If you stop and think on the difficulty of speaker identification task for humans, you will likely find it to be quite challenging. This article will guide you through the process of creating a basic speaker identification system with WavLM and how to easily customize it to your data. You will load a small database and train a classification model for speaker identification. Finally, you will use the model to classify unseen voice samples. Additionally, I will discuss limitations and potential improvements of such a system.

The What and How of Speaker Identification

To begin, speaker recognition refers to the task of determining the speaker from a given speech sample. Speaker recognition systems can operate in two ways, verification and identification. Speaker verification assesses whether a given speech sample belongs to a claimed speaker, i.e. focuses on a one-to-one matching scenario. Speaker identification aims to identify the speaker from a given speech sample among a group of known speakers, i.e. focuses on a one-to-many matching scenario.

There are a variety of techniques employed for speaker identification, including GMM-UBM, i-vector, x-vector, and other deep learning methods. These systems can utilize more classical features such as Pitch, MFCC, LPC, and Spectrograms, as well as deep learning-based features that extract speech representations.

More recent speaker identification systems are typically text independent, which means that the speaker can be classified with any speech sample. This differs from text dependent systems, which require the individual to speak a specific phrase or set of words as a reference for verification.

Although less common in recent deep learning approaches, I believe it is important to have a basic understanding of the GMM-UBM method for speaker identification. GMM-UBM is a classical method for speaker identification. It is based on a statistical model that consists of two parts: a universal background model (UBM) and a set of Gaussian mixture models (GMM) for individual speakers.

The UBM represents the general characteristics of speech in a given population. It is trained on a large dataset of speech from multiple speakers and is intended to capture commonalities among all speakers.

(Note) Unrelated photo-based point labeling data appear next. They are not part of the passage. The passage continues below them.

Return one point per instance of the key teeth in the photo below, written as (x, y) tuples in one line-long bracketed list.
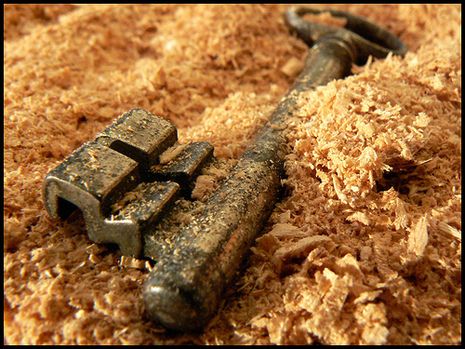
[(102, 173)]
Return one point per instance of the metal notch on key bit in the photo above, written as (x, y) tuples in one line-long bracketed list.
[(118, 183)]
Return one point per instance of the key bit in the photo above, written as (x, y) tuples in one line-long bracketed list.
[(117, 181)]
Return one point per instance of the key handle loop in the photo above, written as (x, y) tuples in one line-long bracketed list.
[(365, 37)]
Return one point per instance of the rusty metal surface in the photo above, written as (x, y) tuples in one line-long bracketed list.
[(115, 182), (184, 289), (130, 197)]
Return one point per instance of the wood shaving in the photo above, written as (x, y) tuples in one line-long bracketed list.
[(363, 248)]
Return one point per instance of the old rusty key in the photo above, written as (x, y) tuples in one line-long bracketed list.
[(125, 193)]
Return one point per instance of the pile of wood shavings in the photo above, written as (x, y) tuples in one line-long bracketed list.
[(341, 261)]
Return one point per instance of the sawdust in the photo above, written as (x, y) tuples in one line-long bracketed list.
[(365, 248)]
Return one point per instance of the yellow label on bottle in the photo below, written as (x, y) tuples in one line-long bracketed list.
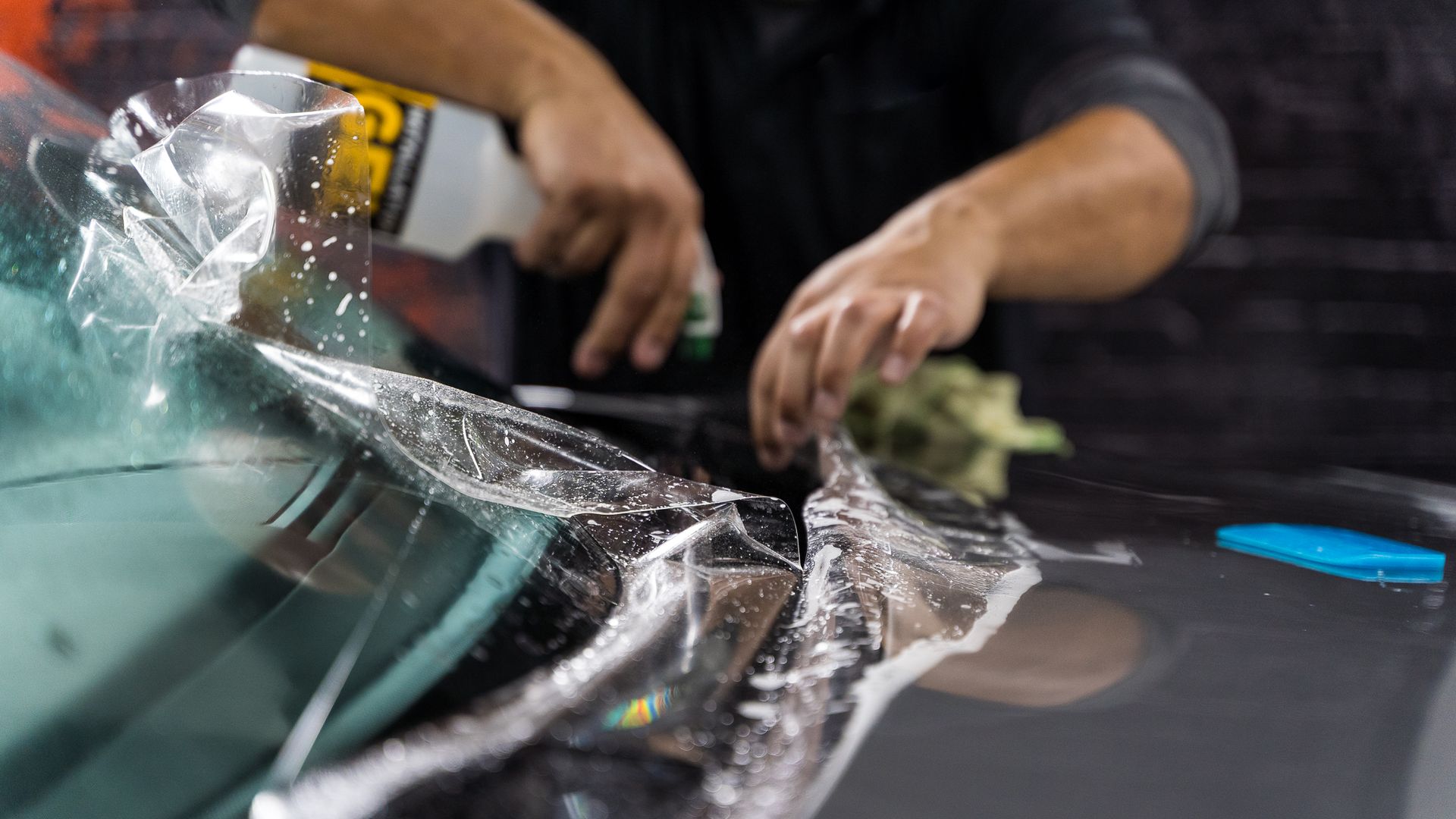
[(397, 124)]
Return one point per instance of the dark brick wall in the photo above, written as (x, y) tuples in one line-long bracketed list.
[(1324, 328)]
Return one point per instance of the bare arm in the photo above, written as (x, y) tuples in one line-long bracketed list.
[(1094, 209), (613, 186)]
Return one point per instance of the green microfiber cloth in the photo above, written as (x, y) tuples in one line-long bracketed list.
[(952, 423)]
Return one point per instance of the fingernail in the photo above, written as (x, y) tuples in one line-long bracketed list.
[(648, 354), (894, 369), (590, 363), (827, 406)]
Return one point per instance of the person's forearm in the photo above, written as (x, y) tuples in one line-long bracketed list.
[(1094, 209), (494, 55)]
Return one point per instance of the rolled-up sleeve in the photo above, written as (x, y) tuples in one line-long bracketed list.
[(1047, 60)]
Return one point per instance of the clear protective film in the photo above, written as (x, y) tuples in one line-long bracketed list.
[(237, 553)]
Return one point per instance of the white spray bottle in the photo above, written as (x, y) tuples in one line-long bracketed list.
[(444, 178)]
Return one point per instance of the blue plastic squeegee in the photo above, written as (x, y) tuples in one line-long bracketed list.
[(1337, 551)]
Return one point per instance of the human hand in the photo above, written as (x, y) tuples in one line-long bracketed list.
[(613, 187), (916, 284)]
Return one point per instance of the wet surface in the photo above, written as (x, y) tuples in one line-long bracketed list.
[(1215, 684), (590, 630)]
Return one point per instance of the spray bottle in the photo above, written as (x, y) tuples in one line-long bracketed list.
[(444, 178)]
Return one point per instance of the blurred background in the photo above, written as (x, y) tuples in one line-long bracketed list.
[(1323, 330)]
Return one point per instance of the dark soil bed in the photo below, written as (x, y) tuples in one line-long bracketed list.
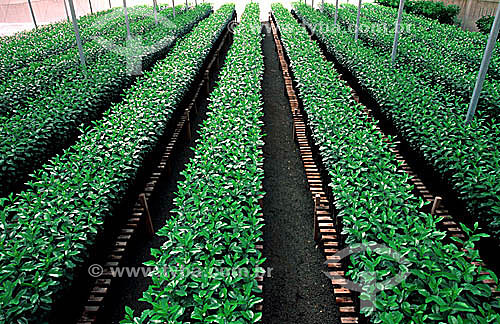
[(297, 291)]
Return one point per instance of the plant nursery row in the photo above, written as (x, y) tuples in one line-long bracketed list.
[(80, 143)]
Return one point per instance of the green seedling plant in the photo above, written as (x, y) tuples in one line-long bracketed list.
[(438, 56), (215, 223), (466, 157), (376, 205), (48, 230)]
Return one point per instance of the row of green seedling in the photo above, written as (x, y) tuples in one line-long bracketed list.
[(406, 270), (433, 57), (29, 82), (34, 46), (49, 230), (50, 121), (466, 157), (207, 267)]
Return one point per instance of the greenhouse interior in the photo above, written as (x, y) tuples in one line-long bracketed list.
[(249, 162)]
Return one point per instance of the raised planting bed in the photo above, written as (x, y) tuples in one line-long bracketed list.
[(374, 203), (50, 229), (216, 226), (425, 52), (426, 122), (100, 300), (52, 120), (19, 88)]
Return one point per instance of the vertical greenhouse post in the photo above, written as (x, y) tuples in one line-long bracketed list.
[(490, 46), (356, 32), (397, 31), (66, 10), (77, 35), (32, 14), (126, 19)]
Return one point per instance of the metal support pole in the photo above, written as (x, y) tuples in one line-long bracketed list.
[(398, 30), (356, 32), (77, 35), (66, 10), (155, 12), (490, 46), (126, 19), (336, 12), (32, 14)]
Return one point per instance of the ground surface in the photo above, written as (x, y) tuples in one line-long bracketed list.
[(298, 291), (129, 290)]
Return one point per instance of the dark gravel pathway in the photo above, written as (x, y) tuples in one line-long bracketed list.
[(128, 291), (297, 291)]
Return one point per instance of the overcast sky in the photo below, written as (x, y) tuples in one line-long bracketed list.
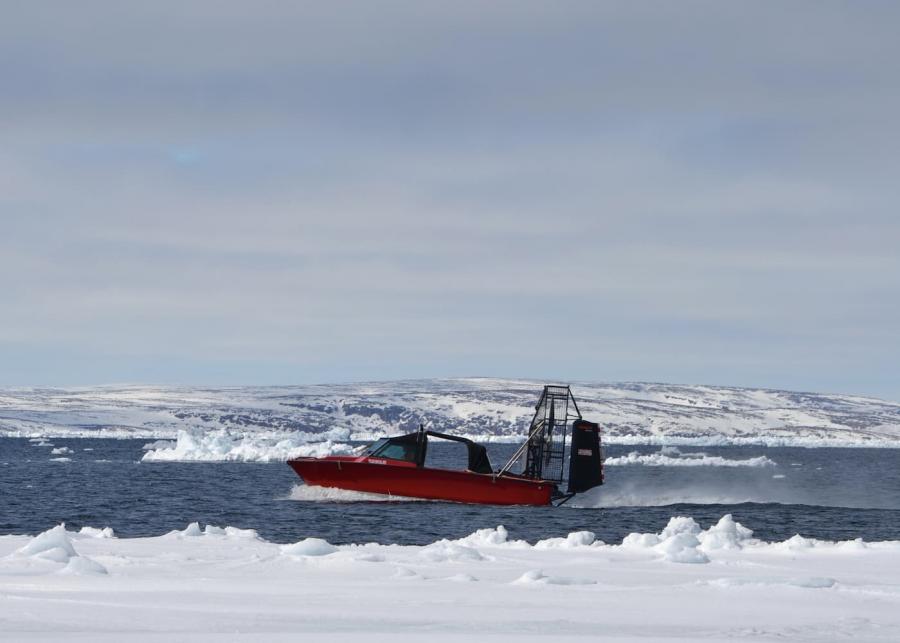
[(273, 192)]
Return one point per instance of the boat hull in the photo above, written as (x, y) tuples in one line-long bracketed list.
[(401, 479)]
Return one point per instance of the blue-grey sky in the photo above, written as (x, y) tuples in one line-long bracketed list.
[(283, 192)]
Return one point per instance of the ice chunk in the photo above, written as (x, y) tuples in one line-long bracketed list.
[(82, 566), (725, 534), (53, 544), (446, 550), (574, 539), (309, 547), (93, 532), (191, 531)]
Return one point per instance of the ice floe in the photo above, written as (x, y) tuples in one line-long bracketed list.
[(673, 457), (224, 446), (686, 582)]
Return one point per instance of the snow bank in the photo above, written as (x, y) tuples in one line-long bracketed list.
[(672, 457), (685, 582), (309, 547), (224, 446), (55, 546)]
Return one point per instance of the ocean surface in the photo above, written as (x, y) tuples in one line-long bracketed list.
[(828, 493)]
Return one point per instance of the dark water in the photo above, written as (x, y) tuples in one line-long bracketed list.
[(832, 494)]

The GMMs are trained for each individual speakers. These models capture the unique characteristics of the speech signal for each speaker. To perform speaker recognition, the log-likelihood ratio between the GMM of a test speaker and the UBM is calculated, assuming that the true speaker will get a higher ratio for their matching GMM relative to the UBM probability.

Speech Representations

Speech representations (embeddings) are a popular feature in speaker recognition system. They are a low-dimensional representation of the speech signal. One of the main benefits of speech embeddings is that they are language-independent and text-independent. They can handle varying length audio segments and can be used with a wide variety of input types. Additionally, this method currently yields state-of-the-art results on benchmarks and is widely used in a variety of fields.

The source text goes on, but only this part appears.